Genau so wie es fraglos meinen mangelnden Sprachkenntnissen geschuldet sein muss, dass mich die Behauptung der portugiesischen Fanseite Festivais da Canção, etliche der Lieder seien mit einer versteckten “eminenten politischen Botschaft” aufgeladen, mit Erstaunen erfüllt. So wie angeblich auch beim Siegersong ‘Menina do Alto da Serra’ der nach 1968 zum zweiten Mal beim FdC angetretenen Antónia de Jesus Montes Tonicha Viegas. Die vom Textdichter José Carlos Ary dos Santos verfassten Lyrics beschreiben der offiziellen Übersetzung zufolge das Idealbild eines unschuldigen Landmädchens mit “kleinem festen Busen”, dem Geruch von “Heu gepaart mit Minze” und einem “Brot, das nie geknetet wurde”, was für mich in erster Linie sexistisch klingt. Doch zu Zeiten der noch bestehenden Salazar-Diktatur mag diesen Zeilen womöglich eine versteckte Bedeutung innegewohnt haben, die sich mir entzieht.

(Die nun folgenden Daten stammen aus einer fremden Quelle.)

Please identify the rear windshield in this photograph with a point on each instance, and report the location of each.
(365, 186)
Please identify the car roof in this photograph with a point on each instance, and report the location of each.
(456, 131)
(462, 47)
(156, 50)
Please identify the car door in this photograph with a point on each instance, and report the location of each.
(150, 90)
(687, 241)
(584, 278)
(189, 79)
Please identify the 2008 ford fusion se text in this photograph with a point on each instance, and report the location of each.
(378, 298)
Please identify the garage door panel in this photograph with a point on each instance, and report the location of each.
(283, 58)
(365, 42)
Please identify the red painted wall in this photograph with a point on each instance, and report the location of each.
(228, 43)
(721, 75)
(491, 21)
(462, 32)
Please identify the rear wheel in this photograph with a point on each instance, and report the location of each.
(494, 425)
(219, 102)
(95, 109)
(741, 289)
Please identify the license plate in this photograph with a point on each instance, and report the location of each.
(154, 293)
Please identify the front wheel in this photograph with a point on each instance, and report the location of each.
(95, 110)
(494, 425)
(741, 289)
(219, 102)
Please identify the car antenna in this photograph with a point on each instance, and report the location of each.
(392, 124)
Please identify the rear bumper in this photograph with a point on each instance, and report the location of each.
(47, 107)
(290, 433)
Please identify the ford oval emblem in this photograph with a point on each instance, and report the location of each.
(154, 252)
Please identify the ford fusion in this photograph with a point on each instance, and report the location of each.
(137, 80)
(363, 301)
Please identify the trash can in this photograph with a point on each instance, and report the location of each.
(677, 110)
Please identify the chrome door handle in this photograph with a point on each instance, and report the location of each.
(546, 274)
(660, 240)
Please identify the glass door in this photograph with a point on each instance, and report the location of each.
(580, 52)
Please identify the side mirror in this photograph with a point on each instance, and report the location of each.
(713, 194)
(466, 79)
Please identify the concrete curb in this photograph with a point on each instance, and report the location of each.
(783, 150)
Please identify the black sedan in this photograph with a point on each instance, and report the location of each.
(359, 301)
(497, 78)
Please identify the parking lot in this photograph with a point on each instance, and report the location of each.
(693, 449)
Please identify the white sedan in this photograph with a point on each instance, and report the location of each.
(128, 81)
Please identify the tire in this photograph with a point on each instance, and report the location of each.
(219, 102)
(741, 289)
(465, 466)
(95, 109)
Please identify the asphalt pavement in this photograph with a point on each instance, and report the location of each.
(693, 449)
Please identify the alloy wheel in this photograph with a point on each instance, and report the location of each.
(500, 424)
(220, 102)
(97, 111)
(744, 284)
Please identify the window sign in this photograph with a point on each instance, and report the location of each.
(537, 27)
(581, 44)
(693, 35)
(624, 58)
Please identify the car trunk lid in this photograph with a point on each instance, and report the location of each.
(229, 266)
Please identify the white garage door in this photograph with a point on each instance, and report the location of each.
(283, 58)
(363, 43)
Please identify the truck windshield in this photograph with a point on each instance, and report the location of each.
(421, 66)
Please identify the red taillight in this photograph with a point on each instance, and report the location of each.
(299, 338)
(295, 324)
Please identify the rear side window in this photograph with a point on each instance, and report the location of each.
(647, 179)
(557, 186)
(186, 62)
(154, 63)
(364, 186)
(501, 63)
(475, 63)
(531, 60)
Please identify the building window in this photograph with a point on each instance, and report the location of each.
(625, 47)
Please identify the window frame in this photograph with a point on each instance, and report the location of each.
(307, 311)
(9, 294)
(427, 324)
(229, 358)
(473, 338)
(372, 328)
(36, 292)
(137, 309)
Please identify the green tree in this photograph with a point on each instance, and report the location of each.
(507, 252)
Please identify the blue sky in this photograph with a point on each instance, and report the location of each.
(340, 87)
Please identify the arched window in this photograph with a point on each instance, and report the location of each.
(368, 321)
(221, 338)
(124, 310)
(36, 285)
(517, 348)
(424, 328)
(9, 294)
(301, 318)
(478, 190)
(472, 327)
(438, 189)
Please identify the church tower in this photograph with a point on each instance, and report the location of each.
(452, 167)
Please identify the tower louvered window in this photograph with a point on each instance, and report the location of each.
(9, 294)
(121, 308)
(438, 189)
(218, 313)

Musikalisch entpuppte sich das erstaunlich uptemporäre ‘Menina’, das vor allem von den exquisiten vokalen Kapriolen seines dreistimmigen Begleitchors lebte, jedenfalls als absoluter Knüller, welches mitsingbare “La la la”-Parts, packende Hooklines sowie eine nicht zu intensiv bemessene Dosis der landestypischen Melancholie perfekt miteinander verschränkte und es zu einem der besten lusitanischen Beiträge aller Zeiten machte. In Dublin erreichte man damit erstmalig einen Platz in der linken Tabellenhälfte: ein Novum für das bis dato eher schlusslichtlastige Portugal.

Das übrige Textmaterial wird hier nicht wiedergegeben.